I warmly welcome an approach on differencing between two continuous fractions Without applying the appropriate algebra to reduce the continuous fraction. I cannot find a way without completing the fraction into a single rational part, for example, given two prime integers whereby $\gcd(17,11)=1, \gcd(17,3)=1$ $$\frac{17}{11}=1+\frac{1}{1+\frac{1}{1+\frac{1}{5}}}, \frac{17}{3}=5+\frac{1}{1+\frac{1}{1+\frac{1}{1}}}$$
When I take the difference of the two, for example, I denote $\frac{17}{11}=S, \frac{17}{3}=S^*$ then I get $$S^*-S=\frac{17}{3}-\frac{17}{11}=(5-1)+\left(\frac{1}{1+\frac{1}{1+\frac{1}{1}}}-\frac{1}{1+\frac{1}{1+\frac{1}{5}}}\right)$$
I have a partial method, however, I am no expert and would appreciate feedback on the approach, especially when taking the reciprocal and finding its quotient & remainder.
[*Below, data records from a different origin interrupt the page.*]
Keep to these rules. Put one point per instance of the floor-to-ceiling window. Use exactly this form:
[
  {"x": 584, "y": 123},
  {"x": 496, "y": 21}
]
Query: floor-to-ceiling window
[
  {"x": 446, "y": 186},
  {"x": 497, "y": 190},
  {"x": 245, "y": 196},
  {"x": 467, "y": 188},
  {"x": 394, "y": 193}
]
Forexample:
$$S_1=\frac{p_1}{q_1}=a_0+\frac{r_1}{q_1}, S^*_1=\frac{p_1^*}{q_1^*}=a_0^*+\frac{r_1^*}{q_1^*} \\ S_1^*-S_1 = (a_0^*-a_0)+ \left(\frac{r_1^*}{q_1^*}-\frac{r_1}{q_1} \right)$$
Suppose I denote the fraction on the right as $A_1=\left(\frac{r_1^*}{q_1^*}-\frac{r_1}{q_1} \right)$, then taking the inverse, I get $$A_1 = \frac{1}{\left(\frac{q_1^*q_1}{r_1^*q_1-r_1q_1^*}\right)}$$
For positive integers $q_1,q^*_1 > 0$, then $\frac{1}{\left(\frac{r_1^*}{q_1^*}\right)=a_1^*+\frac{r_2^*}{q_2^*}}$, $\frac{1}{\left(\frac{r_1}{q_1}\right)=a_1+\frac{r_2}{q_2}}$, which I then find the next calculation to be $$\frac{1}{\left(\frac{q_1^*q_1}{r_1^*q_1-r_1q_1^*}\right)}=\frac{1}{\left(\frac{1}{\left(\frac{r_1^*q_1-r_1q_1^*}{q_1^*q_1}\right)}\right)}=\frac{1}{\left(\frac{1}{\left(a_1^*+\frac{r_2^*}{q_2^*}-a_1-\frac{r_2}{q_2}\right)}\right)}=\frac{1}{\left(\frac{1}{\left((a_1^*-a_1)+\frac{r_2^*}{q_2^*}-\frac{r_2}{q_2}\right)}\right)}$$
Then repeating the above algorithm recursively, although the approach is time-consuming and whether a faster method exists is strongly appreciated. Because I would have to apply the division algorithm separately for each rational remainder, then take the difference.